You will often want to work with groups of projects. For example, it is good practice to write tests for your code, but most test code does not need to be deployed as part of the application, so you could typically put automated tests into separate projects. And you may want to split up your code for other reasons. Perhaps the system you’re building has a desktop application and a website, and you have common code you’d like to use in both applications. In this case, you’d need one project that builds a library containing the common code, another producing the desktop application executable, another to build the website, and three more projects containing the unit tests for each of the main projects.

Visual Studio helps you to work with multiple related projects through what it calls a solution. A solution is simply a collection of projects, and while they are usually related, they don’t have to be—a solution is really just a container. You can see the currently loaded solution and all the projects it contains in Visual Studio’s Solution Explorer. Figure 1-1 shows a solution with two projects. (I’m using Visual Studio 2012 here, which is the latest version at the time of this writing.) The body of this panel is a tree view, and you can expand each project to see the files that make up that project. This panel is normally open at the top right of Visual Studio, but it’s possible to hide or close it. You can reopen it with the ViewSolution Explorer menu item.

Solution Explorer

Figure 1-1. Solution Explorer

Visual Studio can load a project only if it is part of a solution. When you create a brand-new project, you can add it to an existing solution, but if you don’t, Visual Studio will create one for you; if you try to open an existing project file, Visual Studio will look for an associated solution, and if it can’t find one, it will insist that you either provide one or let it create one. That’s because lots of operations in Visual Studio are scoped to the currently loaded solution. When you build your code, it’s normally the solution that you build. Configuration settings, such as a choice between Debug and Release builds, are controlled at the solution level. Global text searches can search all the files in the solution.

A solution is just another text file, with an .sln extension. Oddly, it’s not an XML file—solution files contain plain text, although also in a format that msbuild understands. If you look at the folder containing your solution, you’ll also notice an .suo file. This is a binary file that contains per-user settings, such as a record of which files you have open, and which project or projects to launch when starting debug sessions. That ensures that when you open a project, everything is more or less where you left it when you last worked on the project. Because these are per-user settings, you do not normally check .suo files into source control.
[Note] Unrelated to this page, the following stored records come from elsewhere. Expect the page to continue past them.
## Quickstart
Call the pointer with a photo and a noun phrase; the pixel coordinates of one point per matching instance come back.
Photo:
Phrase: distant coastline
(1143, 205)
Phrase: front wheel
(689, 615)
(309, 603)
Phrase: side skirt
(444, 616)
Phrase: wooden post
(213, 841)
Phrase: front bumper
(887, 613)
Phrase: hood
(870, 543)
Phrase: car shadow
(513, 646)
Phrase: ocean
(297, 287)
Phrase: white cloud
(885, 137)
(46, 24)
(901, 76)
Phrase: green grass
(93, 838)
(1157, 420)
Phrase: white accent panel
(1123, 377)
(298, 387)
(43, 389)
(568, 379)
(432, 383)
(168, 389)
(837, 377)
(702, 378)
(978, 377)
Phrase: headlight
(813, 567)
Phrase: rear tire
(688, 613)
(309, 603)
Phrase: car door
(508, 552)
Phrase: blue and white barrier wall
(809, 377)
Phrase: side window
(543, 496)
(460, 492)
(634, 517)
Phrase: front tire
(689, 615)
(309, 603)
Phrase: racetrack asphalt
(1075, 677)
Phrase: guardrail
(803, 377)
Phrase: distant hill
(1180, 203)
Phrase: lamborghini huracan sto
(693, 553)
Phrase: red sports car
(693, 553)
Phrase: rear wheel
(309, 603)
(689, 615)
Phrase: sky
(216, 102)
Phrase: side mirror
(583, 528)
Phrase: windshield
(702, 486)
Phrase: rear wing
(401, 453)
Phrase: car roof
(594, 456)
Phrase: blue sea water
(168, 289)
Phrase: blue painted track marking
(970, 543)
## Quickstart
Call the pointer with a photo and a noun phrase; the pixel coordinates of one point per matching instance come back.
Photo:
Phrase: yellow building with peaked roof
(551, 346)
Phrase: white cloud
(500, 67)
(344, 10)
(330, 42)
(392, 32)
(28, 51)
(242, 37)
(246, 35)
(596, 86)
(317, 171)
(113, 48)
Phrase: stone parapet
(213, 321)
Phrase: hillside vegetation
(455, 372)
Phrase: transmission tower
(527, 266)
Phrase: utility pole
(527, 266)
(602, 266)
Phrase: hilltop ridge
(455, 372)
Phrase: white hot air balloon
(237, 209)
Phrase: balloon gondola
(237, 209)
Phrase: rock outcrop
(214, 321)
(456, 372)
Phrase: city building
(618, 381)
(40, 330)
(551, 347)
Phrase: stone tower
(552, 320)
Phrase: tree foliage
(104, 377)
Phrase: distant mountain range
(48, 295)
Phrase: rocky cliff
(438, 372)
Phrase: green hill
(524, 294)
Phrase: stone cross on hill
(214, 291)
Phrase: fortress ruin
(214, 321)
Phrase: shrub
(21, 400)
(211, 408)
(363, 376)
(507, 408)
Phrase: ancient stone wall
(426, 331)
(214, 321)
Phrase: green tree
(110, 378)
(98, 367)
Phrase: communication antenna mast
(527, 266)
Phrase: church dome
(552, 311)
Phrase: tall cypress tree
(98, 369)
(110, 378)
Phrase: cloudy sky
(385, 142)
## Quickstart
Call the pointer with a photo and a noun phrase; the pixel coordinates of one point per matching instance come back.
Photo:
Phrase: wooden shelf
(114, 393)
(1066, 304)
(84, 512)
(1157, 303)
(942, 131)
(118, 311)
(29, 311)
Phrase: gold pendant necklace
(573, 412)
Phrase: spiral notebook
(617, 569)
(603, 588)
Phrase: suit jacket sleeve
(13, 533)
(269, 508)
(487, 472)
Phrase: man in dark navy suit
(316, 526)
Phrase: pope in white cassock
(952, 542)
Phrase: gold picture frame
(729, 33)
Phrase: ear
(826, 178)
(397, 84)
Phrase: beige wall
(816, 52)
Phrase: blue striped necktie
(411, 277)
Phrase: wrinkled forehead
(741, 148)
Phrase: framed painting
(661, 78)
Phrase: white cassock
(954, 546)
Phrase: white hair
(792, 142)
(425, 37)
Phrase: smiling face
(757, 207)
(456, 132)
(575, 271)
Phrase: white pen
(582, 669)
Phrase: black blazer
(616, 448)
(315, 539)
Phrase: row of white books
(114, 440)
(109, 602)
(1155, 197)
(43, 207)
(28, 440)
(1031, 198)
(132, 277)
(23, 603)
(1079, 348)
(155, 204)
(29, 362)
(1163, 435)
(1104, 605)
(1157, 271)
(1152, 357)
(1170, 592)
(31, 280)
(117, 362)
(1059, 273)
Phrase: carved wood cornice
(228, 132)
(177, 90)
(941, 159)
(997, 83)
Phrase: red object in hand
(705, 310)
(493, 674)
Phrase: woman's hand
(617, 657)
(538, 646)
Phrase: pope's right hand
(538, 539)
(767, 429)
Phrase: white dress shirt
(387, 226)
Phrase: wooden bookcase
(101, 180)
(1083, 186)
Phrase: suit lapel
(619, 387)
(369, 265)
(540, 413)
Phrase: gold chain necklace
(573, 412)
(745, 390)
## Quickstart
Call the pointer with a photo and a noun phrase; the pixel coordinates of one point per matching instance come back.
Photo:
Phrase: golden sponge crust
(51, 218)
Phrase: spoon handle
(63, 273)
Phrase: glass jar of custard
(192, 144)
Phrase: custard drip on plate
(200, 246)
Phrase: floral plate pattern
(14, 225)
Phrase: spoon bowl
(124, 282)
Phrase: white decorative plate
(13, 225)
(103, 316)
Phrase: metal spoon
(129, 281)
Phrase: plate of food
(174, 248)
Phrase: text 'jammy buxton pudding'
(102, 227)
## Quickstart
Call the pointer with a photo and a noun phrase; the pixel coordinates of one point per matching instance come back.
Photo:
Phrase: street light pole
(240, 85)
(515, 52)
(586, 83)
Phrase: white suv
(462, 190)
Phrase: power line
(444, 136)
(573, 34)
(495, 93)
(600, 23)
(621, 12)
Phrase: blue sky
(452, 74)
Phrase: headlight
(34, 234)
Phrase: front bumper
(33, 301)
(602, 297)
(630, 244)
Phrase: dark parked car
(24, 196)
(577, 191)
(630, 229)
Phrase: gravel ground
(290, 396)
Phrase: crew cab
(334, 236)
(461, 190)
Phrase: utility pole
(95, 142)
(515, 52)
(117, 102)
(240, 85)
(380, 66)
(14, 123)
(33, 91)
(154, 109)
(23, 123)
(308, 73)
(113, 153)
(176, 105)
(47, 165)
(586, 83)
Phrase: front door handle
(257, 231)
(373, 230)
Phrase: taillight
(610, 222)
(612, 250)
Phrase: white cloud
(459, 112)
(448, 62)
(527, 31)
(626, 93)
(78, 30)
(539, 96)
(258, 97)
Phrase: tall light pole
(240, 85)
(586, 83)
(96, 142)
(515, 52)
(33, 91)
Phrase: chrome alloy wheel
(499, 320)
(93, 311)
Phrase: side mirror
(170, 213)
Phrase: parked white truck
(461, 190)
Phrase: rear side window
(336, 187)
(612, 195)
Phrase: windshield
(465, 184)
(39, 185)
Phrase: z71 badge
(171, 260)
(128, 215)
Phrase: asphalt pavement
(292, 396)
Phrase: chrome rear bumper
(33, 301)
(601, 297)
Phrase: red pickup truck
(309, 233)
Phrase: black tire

A project can belong to more than one solution. In a large codebase, it’s common to have multiple .sln files with different combinations of projects. You would typically have a master solution that contains every single project, but not all developers will want to work with all the code all of the time. Someone working on the desktop application in our hypothetical example will also want the shared library, but probably has no interest in loading the web project. Not only do larger solutions take longer to load and compile, but they may also require the developer to do extra work—web projects require the developer to have a local web server available, for example. Visual Studio supplies a simple web server, but if the project makes use of features specific to a particular server (such as Microsoft’s Internet Information Services, or IIS), then you’d need to have that server installed and configured to be able to load the web project. For a developer who was planning to work only on the desktop app, that would be an annoying waste of time. So it would make sense to create a separate solution with just the projects needed for working on the desktop application.

With that in mind, I’ll show how to create a new project and solution, and I’ll then walk through the various features Visual Studio adds to a new C# project as an introduction to the language. I’ll also show how to add a unit test project to the solution.

Note

This next section is intended for developers who are new to Visual Studio—this book is aimed at experienced developers, but does not assume any prior experience in C#. The majority of the book is suitable if you have some C# experience and are looking to learn more, but if that’s you, you might want to skim through this next section quickly, because you will already be familiar with the development environment by now.

Anatomy of a Simple Program

To create a new project, you can use Visual Studio’s FILENewProject menu item,[4] or if you prefer keyboard shortcuts, type Ctrl-Shift-N. This opens the New Project dialog, shown in Figure 1-2. On the lefthand side is a tree view categorizing projects by language and then project type. I’ve selected Visual C#, and I’ve chosen the Windows category, which includes not just projects for desktop applications, but also for dynamic link libraries (DLLs) and console applications. I’ve selected the latter.

Note

Different editions of Visual Studio offer different sets of templates. Also, even within a single edition, the structure of the tree view on the left of the New Project dialog will vary according to the choice you make when you first run Visual Studio. The program offers various configurations according to your language preference. I chose C#, but if you selected something else, C# may be buried one level farther down under Other Languages.

The New Project dialog

Figure 1-2. The New Project dialog

Toward the bottom of the dialog, the Name field affects three things. It controls the name of the .csproj file on disk. It also determines the filename of the compiled output, although you can change that later. Finally, it sets the default namespace for newly created code, which I’ll explain when I show the code. Visual Studio offers a checkbox that lets you decide how the associated solution is created. If you set it to unchecked, the project and solution will have the same name and will live in the same folder on disk. But if you plan to add multiple projects to your new solution, you will typically want the solution to be in its own folder, with each project stored in a subfolder. If you check the “Create directory for solution” checkbox, Visual Studio will set things up that way, and it also enables the “Solution name” text box so you can give the solution a different name from the first project if necessary.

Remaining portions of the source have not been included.